Tek-Tips is the largest IT community on the Internet today!

Members share and learn making Tek-Tips Forums the best source of peer-reviewed technical information on the Internet!

  • Congratulations John Tel on being selected by the Tek-Tips community for having the most helpful posts in the forums last week. Way to Go!

how to optimize query

Status
Not open for further replies.

inspi

Technical User
May 24, 2006
50
US
I have this Query.
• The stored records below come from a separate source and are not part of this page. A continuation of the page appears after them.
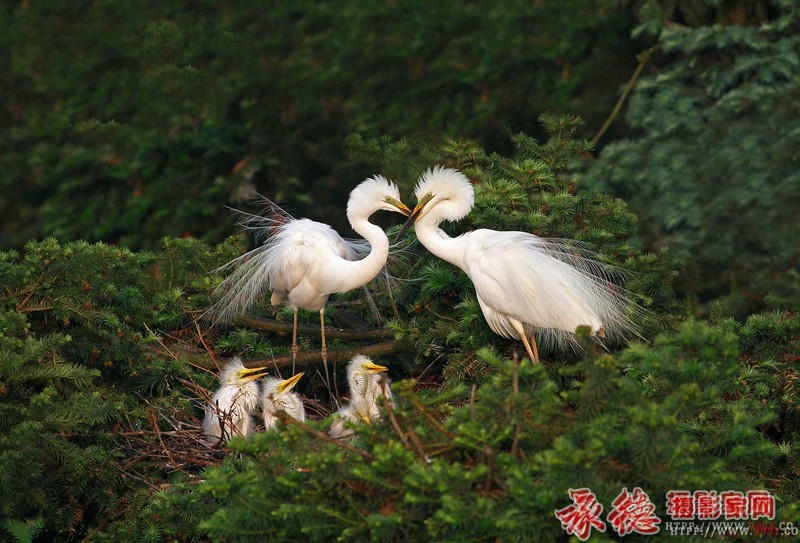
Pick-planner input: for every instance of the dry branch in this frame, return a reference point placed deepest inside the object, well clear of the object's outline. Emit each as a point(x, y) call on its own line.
point(305, 357)
point(282, 327)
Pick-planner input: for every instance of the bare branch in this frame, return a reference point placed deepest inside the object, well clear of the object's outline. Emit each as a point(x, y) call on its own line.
point(270, 325)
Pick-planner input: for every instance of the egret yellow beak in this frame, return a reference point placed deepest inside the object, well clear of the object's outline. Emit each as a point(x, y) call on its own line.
point(412, 218)
point(374, 368)
point(401, 207)
point(288, 384)
point(251, 374)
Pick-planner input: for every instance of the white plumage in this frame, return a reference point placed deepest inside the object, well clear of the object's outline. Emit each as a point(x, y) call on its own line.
point(229, 411)
point(523, 282)
point(277, 396)
point(302, 261)
point(367, 383)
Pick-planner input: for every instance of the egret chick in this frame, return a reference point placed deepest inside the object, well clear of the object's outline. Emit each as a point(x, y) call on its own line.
point(302, 261)
point(367, 382)
point(228, 412)
point(523, 282)
point(277, 396)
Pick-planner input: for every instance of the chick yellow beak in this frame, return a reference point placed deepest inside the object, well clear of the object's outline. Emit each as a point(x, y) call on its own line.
point(369, 367)
point(401, 207)
point(414, 215)
point(288, 384)
point(251, 374)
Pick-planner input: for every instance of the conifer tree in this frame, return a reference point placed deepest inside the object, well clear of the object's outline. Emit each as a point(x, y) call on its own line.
point(710, 167)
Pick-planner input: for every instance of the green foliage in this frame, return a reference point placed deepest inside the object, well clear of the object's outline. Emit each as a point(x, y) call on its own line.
point(127, 121)
point(531, 191)
point(711, 167)
point(78, 370)
point(493, 464)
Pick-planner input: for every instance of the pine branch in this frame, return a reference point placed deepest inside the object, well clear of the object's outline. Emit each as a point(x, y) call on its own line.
point(643, 57)
point(306, 357)
point(312, 356)
point(309, 329)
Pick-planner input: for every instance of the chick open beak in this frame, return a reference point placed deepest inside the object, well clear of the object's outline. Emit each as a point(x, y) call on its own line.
point(251, 374)
point(374, 368)
point(288, 384)
point(401, 207)
point(412, 218)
I need a way to optimize this.


SELECT DISTINCT /*First SQL*/
SK.key AS SECURE,
sl.col1 AS Name,
sl.col2 AS Value,
SK.log AS KEYLOG,
SK.time,
(
SELECT max(L.log)
FROM dbo.LogTable AS L
WHERE L.key = SK.key AND L.time < SK.time
) AS PREVIOUS
INTO #temp_prev_both
FROM dbo.LogkeyTbl AS SK, dbo.LogTable AS sl
WHERE
SK.log = sl.log AND
SK.time >= ’11-14-2007 12:00:00 AM’ AND
SK.time <= ’11-14-2007 11:59:59 PM’ AND
SK.time =
(
SELECT max(S.time)
FROM dbo. LogkeyTbl AS S, dbo. LogTable AS sl
WHERE
S.log = sl.log AND
S.Key = SK.Key AND
S.time >= ’11-14-2007 12:00:00 AM’ AND
S.time <= ’11-14-2007 11:59:59 PM’
GROUP BY S.Key
)
ORDER BY 1

SELECT * /*Second SQL*/
FROM #temp_prev_both t left outer join LogTable sl ON t.Previous = sl.log and t.Name = sl.Name

First SQL command will dump all the records to a temp table. There are approx 400K records.

Second SQL is taking 7 mins to run.

Is there any way to reduce the time of running?
 
There are many things you can do to optimize this.
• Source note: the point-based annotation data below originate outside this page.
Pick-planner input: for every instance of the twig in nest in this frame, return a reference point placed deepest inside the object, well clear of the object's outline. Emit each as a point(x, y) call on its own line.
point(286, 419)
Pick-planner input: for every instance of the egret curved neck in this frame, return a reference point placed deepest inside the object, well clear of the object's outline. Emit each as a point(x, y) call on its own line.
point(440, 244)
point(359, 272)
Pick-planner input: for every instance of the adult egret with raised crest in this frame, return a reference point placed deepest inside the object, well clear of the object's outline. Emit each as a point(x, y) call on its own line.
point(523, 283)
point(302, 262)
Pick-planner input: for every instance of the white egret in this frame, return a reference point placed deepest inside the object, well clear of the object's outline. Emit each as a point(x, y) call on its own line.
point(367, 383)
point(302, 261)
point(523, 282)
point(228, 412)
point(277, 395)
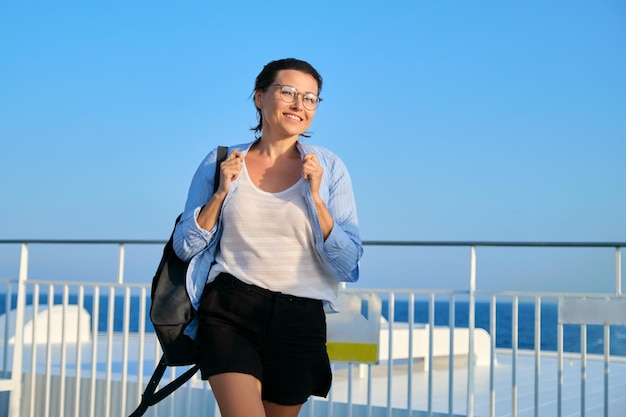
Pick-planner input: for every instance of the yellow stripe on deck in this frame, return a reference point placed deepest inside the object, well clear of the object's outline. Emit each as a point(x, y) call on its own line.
point(352, 352)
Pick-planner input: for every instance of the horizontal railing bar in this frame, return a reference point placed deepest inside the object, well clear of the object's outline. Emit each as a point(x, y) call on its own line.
point(494, 243)
point(365, 243)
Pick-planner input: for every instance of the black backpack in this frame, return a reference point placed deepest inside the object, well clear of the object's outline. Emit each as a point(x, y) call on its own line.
point(170, 313)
First, can you explain the last subquery.

[tt]
SK.time =
(
SELECT max(S.time)
FROM dbo. LogkeyTbl AS S, dbo. LogTable AS sl
WHERE
S.log = sl.log AND
S.Key = SK.Key AND
S.time >= ’11-14-2007 12:00:00 AM’ AND
S.time <= ’11-14-2007 11:59:59 PM’
GROUP BY S.Key
) [/tt]

This subquery appears to be using 2 tables, but I think you only need one of them (LogKeyTable).
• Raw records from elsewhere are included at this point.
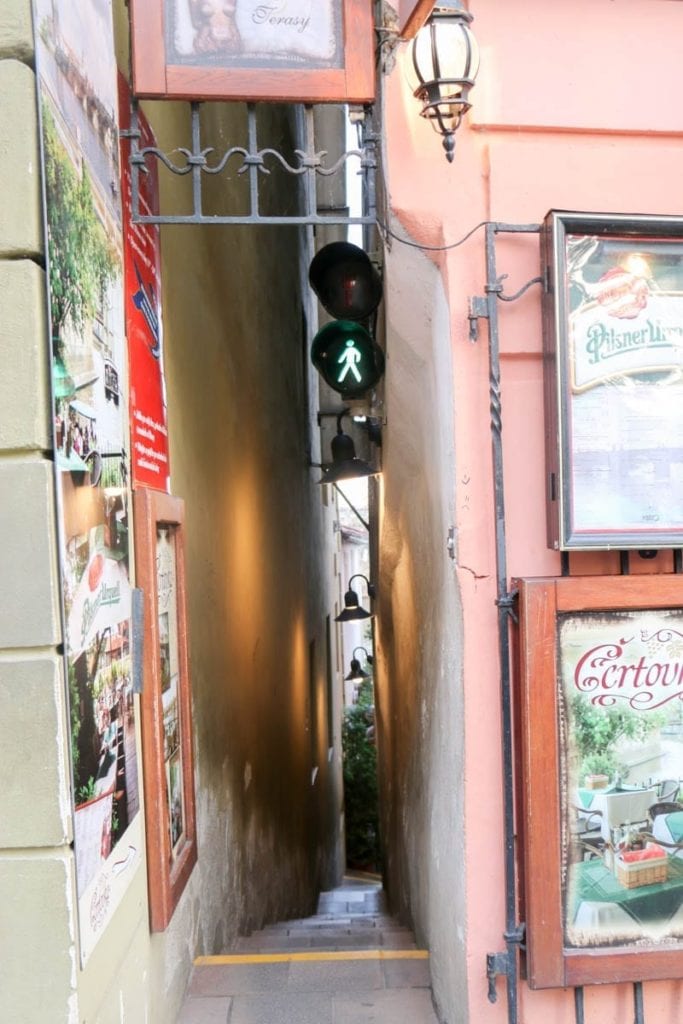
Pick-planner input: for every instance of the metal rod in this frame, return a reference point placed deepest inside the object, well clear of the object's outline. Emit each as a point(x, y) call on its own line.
point(197, 169)
point(247, 219)
point(579, 1006)
point(253, 150)
point(512, 930)
point(503, 622)
point(309, 184)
Do you get the correct results if you use this instead?

[tt]
SK.time =
(
SELECT max(S.time)
FROM dbo.LogkeyTbl AS S
WHERE
S.Key = SK.Key AND
S.time >= '11-14-2007 12:00:00 AM' AND
S.time <= '11-14-2007 11:59:59 PM'
GROUP BY S.Key
) [/tt]



-George

"The great things about standards is that there are so many to choose from." - Fortune Cookie Wisdom
 
Yes, I'm getting same set of results.
 
that's good. It probably ran ever so slightly faster (but probably not much). Now, for the next step, let's convert the sub-query to a derived table.

Code:
SELECT DISTINCT  /*First SQL*/
         SK.[key] AS SECURE,  
         sl.col1 AS Name,  
         sl.col2 AS Value,  
         SK.log AS KEYLOG,  
         SK.time,  
         (
               SELECT max(L.log)
               FROM dbo.LogTable AS L
               WHERE L.[key] = SK.[key] AND L.time < SK.time
         ) AS PREVIOUS        
      INTO #temp_prev_both
      FROM dbo.LogkeyTbl AS SK
           Inner Join dbo.LogTable  AS sl
             On  sk.log = sl.log
             And SK.time >= '11-14-2007 12:00:00 AM'
             And SK.time <= '11-14-2007 11:59:59 PM'    
           Inner join (
                SELECT [Key], max(S.time) As MaxTime
                FROM dbo.LogkeyTbl AS S
                WHERE  
                   S.time >= '11-14-2007 12:00:00 AM' AND  
                   S.time <= '11-14-2007 11:59:59 PM'
                GROUP BY S.[Key]
             ) As AliasName
             On SK.[key] = AliasName.[Key]
             And SK.time = AliasName.MaxTime
      ORDER BY 1

I have a couple more thoughts, but it's best to take this in steps, ya know?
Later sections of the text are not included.